Dwelling sort of goes with stressing. How many times do people say, “I have so much to do” or “I can’t get over him/her” (the latter sobbed over cocktails)? Well, congratulations; you’ve recognized the issue. But if you have so much to do, then how do you do have time to dwell on it? There’s not a moment to waste.

And you can’t get over them, you say? Well, duh, if you’re going to dwell on it.

Learn.

While you don’t have to dwell, you should seek wisdom in the madness. You know the adage, “Learn from your mistakes"? As basic as it sounds, it is as basic as it sounds. Remember what happened so you can avoid similar mistakes in the future.

Don’t send emails so fast – or maybe use the Gmail function where you have 30 seconds to un-send. Don’t paint the entire bathroom wall to see if you like the color only to recoil, “What color is this – regurgitated baby food?!?!” (My mom did this.) Avoid being drunk around exes.
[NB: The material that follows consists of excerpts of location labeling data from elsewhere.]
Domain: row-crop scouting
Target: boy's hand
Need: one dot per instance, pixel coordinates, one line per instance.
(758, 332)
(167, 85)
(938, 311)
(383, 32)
Avoid being drunk around your phone that has your ex’s number. Avoid having exes. Etc. etc. (Most of these lessons you should already know, but humans have never been heralded for being rational.)

This is different from dwelling. This is being constructive. Find the takeaway, take it, and …

Move On.

Yeah, you can pause to think about your next step, but you can also think about it while you resume life’s hurtling pace. And if you miss the next metaphorical train because you’re ~thinking about the next step~, then you are dwelling. Stop that!

You’re not going back in time (need we revisit high school physics class?). The longer you pause, the more life you waste. Even if you have to find something to distract you, do it. Just quit hanging onto hope – because more than likely it’s false. They’re not going to call you. The scratch isn’t going to come out of your car. The tumbler is broken. You are going to need to repaint that bathroom wall (but, really, what were you thinking on that one, Mom?).

Rebuild.

This is different than going back. While you can’t revert to where you once were in time – when you were a happy couple, when you had headphones that were in one piece, before you ate the entire pizza by yourself – you can work toward those goals again.

You can rekindle romance – or, better yet, find it with someone new. (Be rational, you irrational human.) You can buy new headphones. You can go running tomorrow.

The point here is, be proactive.

Of course, here is the caveat: Not every scenario offers a chance to rebuild. Sometimes you have to move on and there is no revisiting old goals. What was there will never be there again. The pieces are no longer in stock.

And stop wishing it was so, because that’s dwelling. (Have you got the message yet?) Here’s your first and only pass from me to go back in time: By that, I mean go back to the first point in this post. Stop Dwelling.

And live.

If there’s one thing to embrace about time, it is that it goes forward. And with it, life goes forward. Nothing is stagnant. Even the motionless collect dust.

As long as you’re living – that is, experiencing the day-to-day, connecting with people, enjoying things like music, sunlight, and coffee – you will find reasons to stop dwelling and move on. Life’s a fantastical gift. You just need to remember not to get stuck on some happen-chance thing like shattered glasses or shredded headphones.

(Though I still don’t know how I would have opened those headphones differently.)